Para Karina, “é muito importante ter um site onde os migrantes possam acessar informações confiáveis. Tem muita coisa na rede, mas ter um espaço onde eles possam informar sobre tudo é muito importante para eles. O acesso à informação fiável também é um direito e considero fundamental que visemos a integração deste grupo populacional com esta plataforma.” Ela lembra ainda que ação se encontra na visão da Cáritas, da Igreja no Equador e no mundo: “é muito importante acompanhar esta população forçada a abandonar suas casas e países, por diversos motivos. Nosso Papa nos diz para acolher, proteger, promover e integrar os migrantes e refugiados de forma integral, sem deixar ninguém de fora, sem excluir ninguém.”
Empoderamento
O Migra Segura recebe o apoio do Catholic Relief Services a partir do programa EMPOWER, “que fornece apoio técnico e acompanhamento a organizações locais e nacionais na América do Sul, Caribe e América Central para fortalecer a capacidade institucional de programar a resposta humanitária a emergências”.

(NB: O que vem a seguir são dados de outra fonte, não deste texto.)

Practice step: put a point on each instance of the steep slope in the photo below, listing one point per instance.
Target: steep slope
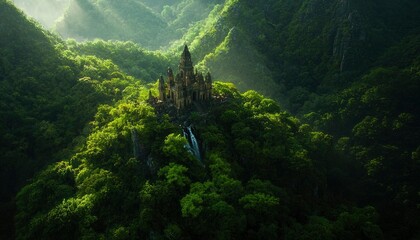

A organização, que tem apoiado as necessidades dos migrantes e refugiados por mais de 75 anos, evidencia que “a história da humanidade é uma história do povo de Deus em movimento. Devido ao número sem precedentes de deslocados, projetos como o Migra Segura se integram à estratégia do CRS, oferecendo oportunidades para quem teve que deixar seu país de origem em busca de segurança e bem-estar para suas famílias. Um dos nossos objetivos é ‘que todas as pessoas sobrevivam e prosperem diante dos desastres’, incluindo as populações que abandonaram suas casas devido à pobreza, conflitos violentos e desastres naturais.”
O CRS e o programa EMPOWER destacam que “em todo o mundo, 1 em cada 110 pessoas foi forçada a fugir de sua casa para outro país (ACNUR). As pessoas fogem quando sentem que não têm outra escolha. Migrantes e refugiados só querem encontrar um lugar seguro para se reagrupar e reconstruir e, com sorte, um dia voltar para seus países ou encontrar um novo lugar para chamar de ‘casa’. O Papa Francisco nos convida a deixar a atitude de indiferença para com as pessoas desesperadas para fugir da pobreza e da perseguição.”